Lee Beebe Jr.

No. 29 – Indiana Hoosiers
- Position: Running back
- Class: Redshirt Junior

Personal information
- Listed height: 5 ft 10 in (1.78 m)
- Listed weight: 220 lb (100 kg)

Career information
- High school: Park Crossing (Montgomery, Alabama)
- College: UAB (2022–2024); Indiana (2025–present);

Awards and highlights
- CFP national champion (2025); Third-team All-AAC (2024);
- Stats at ESPN

= Lee Beebe =

American football player

Lee Beebe Jr. is an American college football running back for the Indiana Hoosiers. He previously played for the UAB Blazers.

==Early life==
Beebe attended Park Crossing High School in Montgomery, Alabama. He played wide receiver and running back on the school's football team. Beebe did not receive any offers to play for an NCAA Division I team coming out of high school, so he attended a summer training camp for the UAB Blazers and earned a place on the team as a walk-on running back.

==College career==
Beebe played in one game in 2022, recording three carries for 32 yards. In 2023, he recorded 52 carries for 360 yards and four touchdowns while adding 14 receptions for 98 yards.

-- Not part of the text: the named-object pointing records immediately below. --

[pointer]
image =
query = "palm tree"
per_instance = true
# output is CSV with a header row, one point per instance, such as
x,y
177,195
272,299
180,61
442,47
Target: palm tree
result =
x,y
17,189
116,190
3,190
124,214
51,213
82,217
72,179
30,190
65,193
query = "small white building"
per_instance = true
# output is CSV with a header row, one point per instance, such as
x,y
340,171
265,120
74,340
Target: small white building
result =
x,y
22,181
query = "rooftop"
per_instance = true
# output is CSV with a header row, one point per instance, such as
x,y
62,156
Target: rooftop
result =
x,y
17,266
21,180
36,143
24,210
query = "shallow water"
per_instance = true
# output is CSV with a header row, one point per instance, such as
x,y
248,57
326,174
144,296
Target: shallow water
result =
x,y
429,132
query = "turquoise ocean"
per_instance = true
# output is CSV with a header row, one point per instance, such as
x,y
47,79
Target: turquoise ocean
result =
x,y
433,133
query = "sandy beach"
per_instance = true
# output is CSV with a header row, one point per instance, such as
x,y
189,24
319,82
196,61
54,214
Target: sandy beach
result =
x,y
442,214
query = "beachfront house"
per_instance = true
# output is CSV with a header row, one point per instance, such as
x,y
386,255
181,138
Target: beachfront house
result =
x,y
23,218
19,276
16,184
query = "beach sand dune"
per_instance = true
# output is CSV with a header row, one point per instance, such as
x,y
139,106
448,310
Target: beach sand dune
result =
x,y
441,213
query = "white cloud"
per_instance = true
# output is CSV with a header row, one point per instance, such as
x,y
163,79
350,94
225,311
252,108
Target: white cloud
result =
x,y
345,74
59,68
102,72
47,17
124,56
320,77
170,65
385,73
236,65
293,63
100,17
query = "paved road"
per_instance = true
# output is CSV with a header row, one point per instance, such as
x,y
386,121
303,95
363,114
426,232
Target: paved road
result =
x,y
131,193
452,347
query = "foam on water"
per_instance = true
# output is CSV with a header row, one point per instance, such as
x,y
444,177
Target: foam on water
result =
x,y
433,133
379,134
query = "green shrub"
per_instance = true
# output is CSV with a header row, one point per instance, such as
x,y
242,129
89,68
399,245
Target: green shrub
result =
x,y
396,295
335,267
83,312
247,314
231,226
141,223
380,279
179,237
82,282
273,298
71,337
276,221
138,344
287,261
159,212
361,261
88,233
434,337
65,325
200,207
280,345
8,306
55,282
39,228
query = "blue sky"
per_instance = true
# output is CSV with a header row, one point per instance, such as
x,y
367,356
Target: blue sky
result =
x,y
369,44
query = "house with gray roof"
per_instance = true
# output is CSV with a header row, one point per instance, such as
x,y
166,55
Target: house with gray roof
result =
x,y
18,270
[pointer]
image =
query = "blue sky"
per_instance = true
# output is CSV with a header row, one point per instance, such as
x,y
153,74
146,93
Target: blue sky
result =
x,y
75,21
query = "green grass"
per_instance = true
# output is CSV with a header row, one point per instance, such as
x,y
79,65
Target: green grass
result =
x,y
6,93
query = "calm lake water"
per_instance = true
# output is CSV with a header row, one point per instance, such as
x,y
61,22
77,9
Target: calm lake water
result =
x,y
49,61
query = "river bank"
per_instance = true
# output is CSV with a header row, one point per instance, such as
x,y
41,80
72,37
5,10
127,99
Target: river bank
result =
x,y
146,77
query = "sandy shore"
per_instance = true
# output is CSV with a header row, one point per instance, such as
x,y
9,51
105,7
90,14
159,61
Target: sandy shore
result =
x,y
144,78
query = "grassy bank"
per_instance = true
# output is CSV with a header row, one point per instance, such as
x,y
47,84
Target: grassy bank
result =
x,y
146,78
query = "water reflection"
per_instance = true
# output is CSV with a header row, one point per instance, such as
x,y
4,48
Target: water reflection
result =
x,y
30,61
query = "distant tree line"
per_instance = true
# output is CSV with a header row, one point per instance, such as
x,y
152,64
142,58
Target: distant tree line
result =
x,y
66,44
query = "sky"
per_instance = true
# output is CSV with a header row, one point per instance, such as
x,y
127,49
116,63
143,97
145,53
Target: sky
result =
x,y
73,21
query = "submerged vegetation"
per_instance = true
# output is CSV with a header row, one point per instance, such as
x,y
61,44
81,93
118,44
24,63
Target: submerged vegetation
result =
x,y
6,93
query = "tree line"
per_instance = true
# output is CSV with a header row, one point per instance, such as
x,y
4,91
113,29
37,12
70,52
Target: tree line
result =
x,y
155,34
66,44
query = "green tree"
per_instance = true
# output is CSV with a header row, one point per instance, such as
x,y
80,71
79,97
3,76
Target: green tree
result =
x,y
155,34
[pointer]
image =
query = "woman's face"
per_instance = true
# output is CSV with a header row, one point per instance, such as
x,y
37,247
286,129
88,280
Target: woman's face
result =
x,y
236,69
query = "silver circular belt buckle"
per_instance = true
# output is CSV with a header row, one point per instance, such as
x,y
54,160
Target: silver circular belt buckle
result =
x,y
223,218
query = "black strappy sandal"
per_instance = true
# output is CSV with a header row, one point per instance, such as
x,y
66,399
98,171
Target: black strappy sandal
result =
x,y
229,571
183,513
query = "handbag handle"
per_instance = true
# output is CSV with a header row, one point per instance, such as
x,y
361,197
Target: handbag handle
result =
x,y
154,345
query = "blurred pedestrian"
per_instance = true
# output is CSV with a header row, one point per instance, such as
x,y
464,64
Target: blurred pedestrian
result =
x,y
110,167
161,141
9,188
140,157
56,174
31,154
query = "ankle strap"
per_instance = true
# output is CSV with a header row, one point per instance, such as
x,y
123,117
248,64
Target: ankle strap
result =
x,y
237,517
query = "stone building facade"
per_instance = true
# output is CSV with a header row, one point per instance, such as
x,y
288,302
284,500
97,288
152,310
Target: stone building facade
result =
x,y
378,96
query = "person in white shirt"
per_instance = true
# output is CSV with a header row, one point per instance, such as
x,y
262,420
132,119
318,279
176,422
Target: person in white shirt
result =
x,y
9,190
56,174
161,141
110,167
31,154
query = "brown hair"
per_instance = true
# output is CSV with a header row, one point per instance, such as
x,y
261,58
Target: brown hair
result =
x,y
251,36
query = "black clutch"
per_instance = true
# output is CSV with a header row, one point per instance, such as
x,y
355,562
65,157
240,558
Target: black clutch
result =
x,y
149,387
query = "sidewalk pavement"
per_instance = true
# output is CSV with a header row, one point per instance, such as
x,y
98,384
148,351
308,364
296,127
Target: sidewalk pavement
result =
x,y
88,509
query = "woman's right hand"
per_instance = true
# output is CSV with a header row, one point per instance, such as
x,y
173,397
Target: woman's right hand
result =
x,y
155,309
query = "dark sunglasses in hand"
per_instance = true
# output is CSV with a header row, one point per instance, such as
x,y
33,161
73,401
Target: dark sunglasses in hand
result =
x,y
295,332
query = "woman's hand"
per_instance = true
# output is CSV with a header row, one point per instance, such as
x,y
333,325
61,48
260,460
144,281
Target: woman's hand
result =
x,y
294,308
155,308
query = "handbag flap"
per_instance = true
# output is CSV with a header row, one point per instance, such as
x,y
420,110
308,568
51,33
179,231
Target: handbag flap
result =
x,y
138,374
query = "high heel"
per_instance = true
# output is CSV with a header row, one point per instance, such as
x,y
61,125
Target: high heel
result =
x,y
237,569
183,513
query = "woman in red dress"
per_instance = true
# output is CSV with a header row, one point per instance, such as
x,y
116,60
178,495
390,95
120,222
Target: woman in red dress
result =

In 2024, Beebe rushed for 884 yards and seven touchdowns and additionally recorded 30 receptions for 219 yards and one touchdown; he was named third-team All-AAC. He rushed for 85 yards and two touchdowns in a 41–3 win against the Alcorn State Braves. In a 40–14 win against the Rice Owls, Beebe rushed for 161 yards and two touchdowns.

Beebe transferred to play for the Indiana Hoosiers after the 2024 season. He played in three games in 2025, recording 27 carries for 209 yards and one touchdown with one reception for seven yards. In the third quarter of Indiana's 73–0 win against the Indiana State Sycamores, Beebe sustained a non-contact right knee injury that ended his season. Indiana finished the season with a win in the 2026 College Football Playoff National Championship.